What’s The Point Of Postcodes?

At the foot of every British address you’ll find a six-or-seven-character code. It’s perhaps the most important line of your address along with the first – it’ll help the package arrive at the local sorting office, from which most of the hard work will already have been done. It’s allowed sorting to take place with incredible speed and efficiency, and it’s had knock-on benefits in the form of address lookup systems, which with the help of address data cleansing software have helped to ensure that address information is recorded more accurately than ever before.

What’s The Point Of Postcodes?

But this piece of information, for all of the good it’s done, is only a relatively recent innovation. Let’s take a look at the purpose it serves, and just how it came to be.

Anatomy of a postcode

The postcode on the bottom of your address is divided into four discrete chunks.

The first of these is called the postcode area. It’s usually a two-letter abbreviation which refers to a given area of the country. SW, for example, is the South Western and Battersea area of London.

The next part of the code is the postcode district, which refers to the specific area in which the address can be found.

In the second ‘chunk’ of the postcode you’ll find the postcode sector. Generally speaking, each postal worker covers a single sector in a single day.

Finally comes the postcode unit, which generally describes a single street.

At various stages of the sorting office, a given area of the postcode can be quickly examined and filed accordingly. If the entire postcode isn’t a match for the area, then it can be referred back up the line until it eventually arrives at the desired destination.

So how did a system this sophisticated and elegant come to be?

How did postcodes come about?

To trace the origins of the modern postcode, we need to go back to London in the 1850s. At the time, the city was divided into ten postal districts; there was one for each direction of the compass, the directions in between, and a special district in the centre.  Some of these districts attracted more postal traffic than others, and so the less-often-used ones were either abolished or became part neighbouring zones.

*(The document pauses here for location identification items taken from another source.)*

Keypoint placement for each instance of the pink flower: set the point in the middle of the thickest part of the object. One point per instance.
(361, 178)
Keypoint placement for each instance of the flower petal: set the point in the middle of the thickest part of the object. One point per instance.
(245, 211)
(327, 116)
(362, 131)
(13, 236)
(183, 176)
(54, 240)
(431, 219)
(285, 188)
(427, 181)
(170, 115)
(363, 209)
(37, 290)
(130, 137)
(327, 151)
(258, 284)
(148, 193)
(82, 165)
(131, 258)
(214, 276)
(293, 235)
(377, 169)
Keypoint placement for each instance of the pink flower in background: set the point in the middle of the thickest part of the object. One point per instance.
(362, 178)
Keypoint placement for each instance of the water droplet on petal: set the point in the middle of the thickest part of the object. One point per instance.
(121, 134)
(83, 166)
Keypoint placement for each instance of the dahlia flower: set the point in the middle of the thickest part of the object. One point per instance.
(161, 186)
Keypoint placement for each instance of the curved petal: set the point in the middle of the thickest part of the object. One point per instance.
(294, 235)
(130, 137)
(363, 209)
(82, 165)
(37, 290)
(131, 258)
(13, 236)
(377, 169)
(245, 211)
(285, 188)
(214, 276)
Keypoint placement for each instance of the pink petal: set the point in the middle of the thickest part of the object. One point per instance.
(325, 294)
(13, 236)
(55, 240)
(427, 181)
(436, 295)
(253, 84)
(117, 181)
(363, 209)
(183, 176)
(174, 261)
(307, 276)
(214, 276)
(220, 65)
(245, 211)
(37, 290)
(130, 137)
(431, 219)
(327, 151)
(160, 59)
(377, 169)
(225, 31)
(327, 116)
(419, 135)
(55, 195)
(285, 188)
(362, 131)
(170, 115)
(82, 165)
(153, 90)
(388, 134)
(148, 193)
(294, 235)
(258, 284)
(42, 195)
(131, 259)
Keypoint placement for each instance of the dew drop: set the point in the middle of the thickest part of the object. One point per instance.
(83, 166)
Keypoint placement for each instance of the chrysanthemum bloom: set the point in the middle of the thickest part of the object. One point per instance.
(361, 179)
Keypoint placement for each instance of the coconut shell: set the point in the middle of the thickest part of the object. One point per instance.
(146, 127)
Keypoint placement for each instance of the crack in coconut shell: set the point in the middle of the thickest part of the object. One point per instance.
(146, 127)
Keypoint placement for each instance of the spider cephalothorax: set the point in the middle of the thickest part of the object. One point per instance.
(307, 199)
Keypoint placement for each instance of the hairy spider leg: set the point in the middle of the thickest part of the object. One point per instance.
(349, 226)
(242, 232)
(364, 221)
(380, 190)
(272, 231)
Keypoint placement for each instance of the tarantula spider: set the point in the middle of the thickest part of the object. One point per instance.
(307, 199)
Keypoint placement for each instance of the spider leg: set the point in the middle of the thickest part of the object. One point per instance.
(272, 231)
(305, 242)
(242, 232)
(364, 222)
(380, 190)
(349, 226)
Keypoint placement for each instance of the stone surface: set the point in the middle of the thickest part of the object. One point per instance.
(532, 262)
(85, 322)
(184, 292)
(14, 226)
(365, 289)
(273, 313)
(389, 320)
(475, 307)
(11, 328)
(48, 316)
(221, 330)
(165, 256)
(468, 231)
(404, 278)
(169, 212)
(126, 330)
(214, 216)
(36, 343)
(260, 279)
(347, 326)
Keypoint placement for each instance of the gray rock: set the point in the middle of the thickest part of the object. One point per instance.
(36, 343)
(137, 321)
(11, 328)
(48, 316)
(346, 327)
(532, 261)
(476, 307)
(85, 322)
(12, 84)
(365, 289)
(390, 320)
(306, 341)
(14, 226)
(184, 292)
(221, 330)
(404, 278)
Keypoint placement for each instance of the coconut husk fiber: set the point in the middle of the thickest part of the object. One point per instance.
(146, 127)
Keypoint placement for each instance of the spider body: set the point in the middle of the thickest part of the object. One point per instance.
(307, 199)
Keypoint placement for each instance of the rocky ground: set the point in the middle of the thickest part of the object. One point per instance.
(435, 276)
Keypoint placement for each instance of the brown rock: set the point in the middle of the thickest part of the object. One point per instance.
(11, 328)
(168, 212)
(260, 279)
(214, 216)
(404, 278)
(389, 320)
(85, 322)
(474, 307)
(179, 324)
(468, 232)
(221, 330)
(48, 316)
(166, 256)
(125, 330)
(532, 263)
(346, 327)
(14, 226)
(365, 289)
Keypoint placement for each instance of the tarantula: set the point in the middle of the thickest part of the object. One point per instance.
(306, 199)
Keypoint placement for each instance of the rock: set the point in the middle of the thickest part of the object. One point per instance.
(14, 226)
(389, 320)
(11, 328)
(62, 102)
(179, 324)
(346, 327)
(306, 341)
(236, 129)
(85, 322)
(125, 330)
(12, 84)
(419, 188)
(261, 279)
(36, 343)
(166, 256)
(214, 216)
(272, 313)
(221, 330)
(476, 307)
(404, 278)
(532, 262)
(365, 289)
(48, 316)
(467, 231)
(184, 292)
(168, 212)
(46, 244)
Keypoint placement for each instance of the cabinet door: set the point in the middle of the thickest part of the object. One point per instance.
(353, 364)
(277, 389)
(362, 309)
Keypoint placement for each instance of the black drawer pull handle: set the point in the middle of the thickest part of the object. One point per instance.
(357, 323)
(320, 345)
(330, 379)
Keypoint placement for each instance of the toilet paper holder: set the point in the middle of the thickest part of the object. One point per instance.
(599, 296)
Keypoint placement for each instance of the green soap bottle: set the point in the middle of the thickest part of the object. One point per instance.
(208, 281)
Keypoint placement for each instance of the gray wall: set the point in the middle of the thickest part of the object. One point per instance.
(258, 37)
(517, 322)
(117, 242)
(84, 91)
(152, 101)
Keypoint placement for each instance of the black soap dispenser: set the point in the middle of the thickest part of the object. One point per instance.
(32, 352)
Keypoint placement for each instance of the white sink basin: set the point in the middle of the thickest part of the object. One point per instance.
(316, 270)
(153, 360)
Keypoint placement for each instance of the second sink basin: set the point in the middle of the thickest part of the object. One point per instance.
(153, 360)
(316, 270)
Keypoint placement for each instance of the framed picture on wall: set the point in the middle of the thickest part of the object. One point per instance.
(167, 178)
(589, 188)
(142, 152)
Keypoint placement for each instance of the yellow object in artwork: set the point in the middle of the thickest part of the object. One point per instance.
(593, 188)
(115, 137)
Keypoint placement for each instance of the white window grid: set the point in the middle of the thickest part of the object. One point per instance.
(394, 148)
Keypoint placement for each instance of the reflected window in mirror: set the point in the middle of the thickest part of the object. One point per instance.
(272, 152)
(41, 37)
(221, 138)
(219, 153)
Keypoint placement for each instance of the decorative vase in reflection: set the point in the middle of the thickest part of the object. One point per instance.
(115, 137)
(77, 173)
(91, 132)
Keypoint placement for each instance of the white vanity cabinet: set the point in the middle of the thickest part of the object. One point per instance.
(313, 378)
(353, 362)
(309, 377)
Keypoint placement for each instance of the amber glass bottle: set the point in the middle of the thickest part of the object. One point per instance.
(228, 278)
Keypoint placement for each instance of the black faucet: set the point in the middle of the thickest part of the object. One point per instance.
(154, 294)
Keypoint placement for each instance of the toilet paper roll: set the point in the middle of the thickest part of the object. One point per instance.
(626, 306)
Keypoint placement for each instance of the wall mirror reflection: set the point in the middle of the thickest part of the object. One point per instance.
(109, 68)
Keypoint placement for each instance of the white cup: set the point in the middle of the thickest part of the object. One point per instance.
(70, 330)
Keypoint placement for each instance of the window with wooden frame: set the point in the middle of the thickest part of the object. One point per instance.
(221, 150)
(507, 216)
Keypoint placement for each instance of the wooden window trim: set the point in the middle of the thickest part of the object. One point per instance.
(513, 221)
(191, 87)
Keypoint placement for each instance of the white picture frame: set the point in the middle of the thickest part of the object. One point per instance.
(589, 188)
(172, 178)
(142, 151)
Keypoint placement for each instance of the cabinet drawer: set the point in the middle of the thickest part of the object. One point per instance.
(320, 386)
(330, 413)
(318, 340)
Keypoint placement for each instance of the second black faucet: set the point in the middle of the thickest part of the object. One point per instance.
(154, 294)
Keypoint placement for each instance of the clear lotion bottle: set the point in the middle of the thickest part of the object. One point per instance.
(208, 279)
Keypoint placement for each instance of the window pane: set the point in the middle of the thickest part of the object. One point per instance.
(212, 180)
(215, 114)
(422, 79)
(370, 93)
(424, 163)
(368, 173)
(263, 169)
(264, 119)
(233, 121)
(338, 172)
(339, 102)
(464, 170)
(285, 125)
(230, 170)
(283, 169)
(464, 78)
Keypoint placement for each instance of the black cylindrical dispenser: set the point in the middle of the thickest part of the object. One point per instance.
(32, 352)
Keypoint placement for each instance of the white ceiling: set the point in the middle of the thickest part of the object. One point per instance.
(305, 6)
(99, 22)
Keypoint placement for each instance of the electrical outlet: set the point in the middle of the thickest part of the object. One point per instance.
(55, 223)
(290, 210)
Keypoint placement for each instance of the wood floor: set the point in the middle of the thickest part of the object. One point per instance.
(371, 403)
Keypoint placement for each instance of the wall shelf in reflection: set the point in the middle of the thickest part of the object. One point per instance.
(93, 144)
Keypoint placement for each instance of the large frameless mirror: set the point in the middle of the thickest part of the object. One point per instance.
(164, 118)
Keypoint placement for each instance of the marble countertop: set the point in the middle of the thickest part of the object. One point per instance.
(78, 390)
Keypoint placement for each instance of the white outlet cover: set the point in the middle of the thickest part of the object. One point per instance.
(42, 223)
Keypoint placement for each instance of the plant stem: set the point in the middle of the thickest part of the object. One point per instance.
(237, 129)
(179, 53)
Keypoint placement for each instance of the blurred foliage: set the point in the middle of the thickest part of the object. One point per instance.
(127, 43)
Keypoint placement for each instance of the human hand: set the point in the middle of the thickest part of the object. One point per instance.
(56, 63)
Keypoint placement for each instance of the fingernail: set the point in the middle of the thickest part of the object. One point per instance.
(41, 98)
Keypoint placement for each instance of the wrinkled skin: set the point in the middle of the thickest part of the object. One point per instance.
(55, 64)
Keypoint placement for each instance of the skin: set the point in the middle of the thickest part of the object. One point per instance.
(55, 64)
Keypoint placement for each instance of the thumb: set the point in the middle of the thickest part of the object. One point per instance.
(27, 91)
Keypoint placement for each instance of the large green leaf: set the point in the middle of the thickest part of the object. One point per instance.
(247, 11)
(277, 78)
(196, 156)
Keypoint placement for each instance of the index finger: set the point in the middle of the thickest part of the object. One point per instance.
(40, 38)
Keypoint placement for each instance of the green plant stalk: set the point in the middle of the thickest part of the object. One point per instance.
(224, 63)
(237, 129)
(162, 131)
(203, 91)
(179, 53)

This system was straightforward and comprehensible, and so it led to increases in efficiency. As such, it was adopted in other parts of the country. By the turn of the century, similar systems had been implemented in Liverpool and Manchester, and by the end of the second world war Dublin had another system of its own. Over the course of subsequent decades, postcode system would be rolled out in towns across the UK.

Machinery

While these systems might have led to performance improvements within the cities they were implemented in, the best improvements were yet to come. During the 1950s, the British Post Office began to mechanise its sorting process. Machines were used to ferry packages to the appropriate destinations. These machines were effective; so much so, in fact, that the people using them couldn’t read the address information quickly enough to make good use of them. It was rather like tying a sail to the top of a sports car.

In response, the Post Office considered devising a nationwide scheme that would divide the country into postcodes of the sort we’d recognise today. There was some hesitation, however, which stemmed from the fact that the public had not yet approved of the scheme. And it was the public, recall, which would be writing down those postcodes in the first place.

Norwich was selected as an area for a pilot scheme to be rolled out. The scheme proved a triumph, and in 1965 the then-Postmaster-General declared that the system would be translated into one that could be rolled out across the UK.

This operation was perhaps trickier than many anticipated, as it required existing city-bound postcode systems to be dispensed with in order to introduce the new national postcodes. Eventually, however, the system was fully implemented, and any memory of the old postcode systems faded. The entire system became vastly more efficient, and more-or-less everyone prospered.

The postcode system was supplemented in 2010 with a database that was accessible to private postal companies as well as the post office. This allowed for the development of postcode lookup systems – which would allow the public to more accurately record address information by typing in a postcode and selecting from a list of accurate addresses.